As people have mentioned POA resets your driving time counter. Also note that it takes no notice of the fact if you are going to spilt your 45 minute driving break, the regs state it must be a 15 first followed by a 30. But a reverse of this will also reset the drive timer, I would imagine 3 x 15 minute breaks would reset it as well.

It would, as would any 2 break combination that adds up to at least 45 minutes and each break is at least 15 minutes such as 20 and 25 minutes or 28 minutes and 17 minutes. It operates to the pre April 2007 EU rules and the current AETR rules because the specification for the units was laid down long before the 2007 changes to the regs.

WildGoose:
I never use POA anymore because I don’t see the point.

Me too, in fact I’ve never used POA and just use break, if a period qualifies as POA it certainly qualifies as break because teh requirements are less for break than POA.

WildGoose:
Of the 4 times that are displayed on the default display (i.e. the only one you can access while driving), the bottom left (whatever that is displaying on a Siemens, I forget) is useless, and should have displayed something that is more useful to the driver in his everyday work.

It displays the time for the current mode for the card in driver 2 slot if I remember correctly. I agree it’s pretty useless for a one driver operation but not sure what else it could display which would be useful while driving. Total amount of driving and other work since last break might be useful for the WTD 6 hour thing but the tacho is for the Driver’s Hours Rules and not the WTD so I don’t think that is likely.

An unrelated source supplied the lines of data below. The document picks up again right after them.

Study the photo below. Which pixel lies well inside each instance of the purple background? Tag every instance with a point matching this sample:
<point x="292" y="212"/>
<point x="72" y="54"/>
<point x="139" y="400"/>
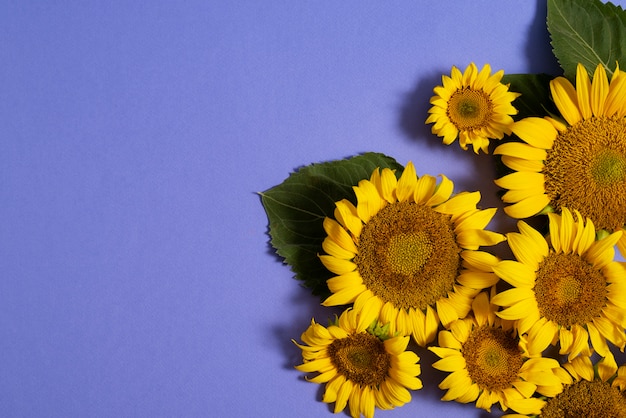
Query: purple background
<point x="136" y="276"/>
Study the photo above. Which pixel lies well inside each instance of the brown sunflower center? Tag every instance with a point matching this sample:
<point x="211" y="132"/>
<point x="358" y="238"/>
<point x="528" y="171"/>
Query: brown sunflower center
<point x="408" y="255"/>
<point x="469" y="109"/>
<point x="595" y="399"/>
<point x="569" y="290"/>
<point x="361" y="358"/>
<point x="586" y="170"/>
<point x="493" y="358"/>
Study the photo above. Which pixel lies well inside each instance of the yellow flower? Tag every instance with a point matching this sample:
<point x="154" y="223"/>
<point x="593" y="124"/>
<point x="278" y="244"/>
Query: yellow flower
<point x="578" y="162"/>
<point x="569" y="291"/>
<point x="488" y="365"/>
<point x="473" y="106"/>
<point x="408" y="252"/>
<point x="360" y="369"/>
<point x="589" y="393"/>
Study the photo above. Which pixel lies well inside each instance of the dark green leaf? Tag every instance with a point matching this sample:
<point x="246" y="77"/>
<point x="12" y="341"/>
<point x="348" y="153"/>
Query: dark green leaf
<point x="297" y="207"/>
<point x="589" y="32"/>
<point x="535" y="99"/>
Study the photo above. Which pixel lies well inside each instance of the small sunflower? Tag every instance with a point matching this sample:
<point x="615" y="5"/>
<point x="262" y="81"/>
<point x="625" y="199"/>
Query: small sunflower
<point x="473" y="107"/>
<point x="488" y="365"/>
<point x="362" y="365"/>
<point x="408" y="252"/>
<point x="569" y="291"/>
<point x="592" y="392"/>
<point x="578" y="162"/>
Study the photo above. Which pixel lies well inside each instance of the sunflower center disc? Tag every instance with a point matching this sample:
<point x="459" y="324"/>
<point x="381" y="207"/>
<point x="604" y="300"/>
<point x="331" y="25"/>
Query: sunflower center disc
<point x="493" y="358"/>
<point x="569" y="290"/>
<point x="407" y="253"/>
<point x="397" y="258"/>
<point x="586" y="171"/>
<point x="361" y="358"/>
<point x="609" y="168"/>
<point x="469" y="109"/>
<point x="595" y="399"/>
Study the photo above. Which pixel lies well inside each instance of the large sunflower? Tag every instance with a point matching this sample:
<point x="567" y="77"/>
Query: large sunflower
<point x="487" y="364"/>
<point x="579" y="161"/>
<point x="408" y="252"/>
<point x="591" y="391"/>
<point x="473" y="106"/>
<point x="362" y="365"/>
<point x="569" y="290"/>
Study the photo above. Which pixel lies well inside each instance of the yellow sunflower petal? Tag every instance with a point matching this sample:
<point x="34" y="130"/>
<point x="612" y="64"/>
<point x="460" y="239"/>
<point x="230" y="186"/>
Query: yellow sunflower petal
<point x="346" y="214"/>
<point x="424" y="188"/>
<point x="583" y="91"/>
<point x="519" y="149"/>
<point x="441" y="193"/>
<point x="522" y="164"/>
<point x="564" y="95"/>
<point x="337" y="265"/>
<point x="388" y="185"/>
<point x="537" y="132"/>
<point x="512" y="296"/>
<point x="599" y="91"/>
<point x="528" y="207"/>
<point x="406" y="183"/>
<point x="530" y="250"/>
<point x="515" y="273"/>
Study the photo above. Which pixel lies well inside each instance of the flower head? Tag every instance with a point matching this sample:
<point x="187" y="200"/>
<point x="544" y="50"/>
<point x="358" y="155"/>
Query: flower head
<point x="579" y="161"/>
<point x="591" y="391"/>
<point x="488" y="365"/>
<point x="472" y="106"/>
<point x="362" y="365"/>
<point x="569" y="290"/>
<point x="408" y="252"/>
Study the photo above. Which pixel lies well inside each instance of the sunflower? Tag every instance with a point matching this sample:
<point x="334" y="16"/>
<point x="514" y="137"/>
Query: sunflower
<point x="488" y="365"/>
<point x="408" y="252"/>
<point x="593" y="392"/>
<point x="579" y="161"/>
<point x="474" y="107"/>
<point x="569" y="290"/>
<point x="361" y="363"/>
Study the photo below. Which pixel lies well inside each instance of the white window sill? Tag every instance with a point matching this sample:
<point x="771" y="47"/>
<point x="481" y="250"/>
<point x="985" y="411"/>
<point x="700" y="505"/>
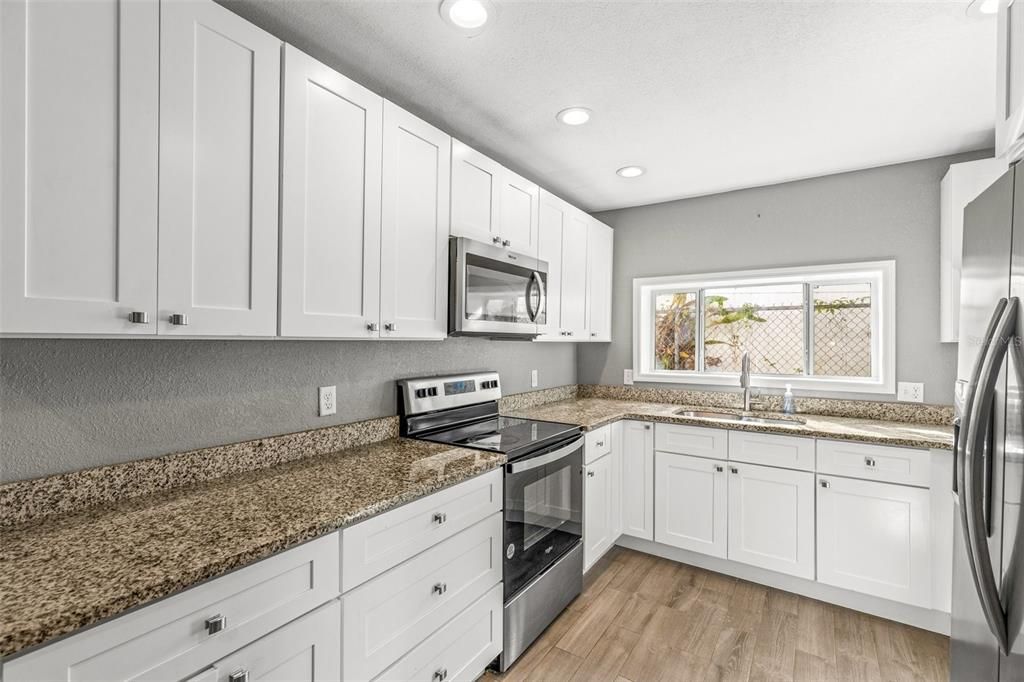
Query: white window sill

I had scania r series for cpl years there with digi tach(stoneridge)… like some the other posters have said they’re better than pussin bout fillin in paper charts, but they will eat into your daily driving time the way they tot up the minutes, especially in stop/start traffic not when your crawling along as some have said in here, as long as the wheels are turning then a minutes driving is a minute(if you get my meaning)… Did note on occasions that when running to say 4h 29m it would stick another cpl mins on after had stopped! Or believe this or not, after takin a print out driving time differs on printout to what was currently displayed on the tacho display!